Recently, my husband went away on a business trip.  He was gone for 2 weeks, but I'm fairly used to him being gone for a time because since he has started working for his current company (almost 2 years ago) he has been on several trips.  Before this position, he was in the USNavy and was deployed for months at a time, so like I said I am used to it being part of our life.  However, usually, when he is gone it takes me several days to get used to sleeping by myself in the bed and up to a week to get used to a routine w/o him home.  This time while he was gone I was so at peace - I didn't have any trouble sleeping and things just seemed to fall into place.  I started to feel bad about it because I thought "how awful that I am doing so well w/o my husband."  Don't be mistaken because I did miss him, but things were not how they usually are when he is away - it was weird. 

Usually when my husband comes home from a deployment or business trip, I can't wait to pick him up because I am happy that he'll be here to help me - to watch our daughter and give me a break or to do whatever I feel stressed about at the time.  But, when my husband came home from this trip, I had butterflies in my stomach.  I was so excited to see him, kiss him and just to be near him!  I wasn't thinking about all the things I wanted him to do, I was just excited he was home.  It reminded me of the feelings I had when we were dating. 

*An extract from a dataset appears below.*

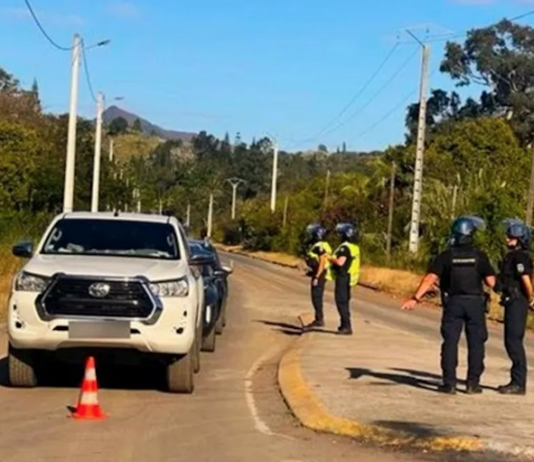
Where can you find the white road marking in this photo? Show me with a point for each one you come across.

So, I thank God that HE gave me that peace while Mark was away and that HE allowed me to have this wonderful renewed spark of passion for my husband when he returned.  I continue to pray that God would show me ways to keep that spark alive in our marriage, and HE has already made me aware of my husband's love languages so I need to make a conscious effort to show him love in the way he receives it best.

Saturday, September 4, 2010

The Food Battle

For the most part, my husband and I agree on how to parent our daughter. We aren't against spanking in times of obvious defiance and we both want our daughter to have Christ-like characteristics where she cares about others and is friendly to all people. There is one area where we differ and it is when it comes to food. Of course, we want her to eat healthy, but my husband requires that she finish all her entree' before having anything else, even if it means giving her the same plate at the next meal. While I suggest that she be given the whole meal(fruit, veggie, entree') at once and she should eat most of it. I just do not see the point of forcing her to eat something she obviously doesn't like.


Now, I don't want to be disrespectful to my husband, so I try to only give my daughter what I know she likes and very small portions so she'll meet his expectations. Every once in a while, I make something new and not being sure whether she'll like it or not, I give it to her and she doesn't like it. I strongly dislike the battle between the 3 of us to get her to eat the food. He's looking at me to make her eat it, I'm feeding her like a baby (she's 2) to get her to eat it, and she's crying and upset because she doesn't want to eat it.




Does anybody have a compromise that will work in this situation?